The one-day power consumption results of this test is shown in Fig. 6. These results shows that both models trained with different node sizes (both larger and smaller node size during the training stage) can be directly utilized in the \(N_{sc} = 12\) scenario. For the two lower-traffic periods, 0 a.m. to 8 a.m. and after 4 p.m., both models generate comparable results to that in the same node size scenarios in Fig. 5b. Furthermore, it can be seen that the models follow some detail from what learned in the original node size scenario. For example, the GNN model trained with \(N_{sc} = 4\) produces some sub-optimal decisions that lead to higher power consumption around 9 a.m., similar to that in Fig. 4a, while the GNN model trained with \(N_{sc} = 32\) tends to result in large power consumption around 0 a.m., which corresponding to the behavior in Fig. 4c. Unfortunately, the model trained with \(N_{sc} = 32\) does not maintain the strategy to switch off some SCs for power saving as in Fig. 4c for \(N_{sc} = 12\), while keeps mirroring All-on during the busy hours, similar to that in Fig. 4b. The reason to this may still be the learned loss function characteristics, that a smaller \(N_{sc}\) leads to insignificant loss improvement for cell switching during busy hours, as discussed for the workday case.

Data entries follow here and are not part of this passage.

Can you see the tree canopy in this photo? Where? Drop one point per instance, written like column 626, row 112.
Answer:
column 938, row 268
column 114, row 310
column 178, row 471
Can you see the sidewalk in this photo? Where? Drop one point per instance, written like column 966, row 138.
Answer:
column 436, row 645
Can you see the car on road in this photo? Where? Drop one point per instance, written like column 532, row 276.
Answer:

The node size generalization test results suggest that models trained with one node size can be directly applied to a similar scenario with another node size. Although the performance may not be optimal, this feature can greatly reduce the cost of model transfer, as the whole GNN model can be directly utilized without any preparatory steps. After the transfer, the model can be updated using data collected in the new scenario to learn the underlying patterns to improve performance.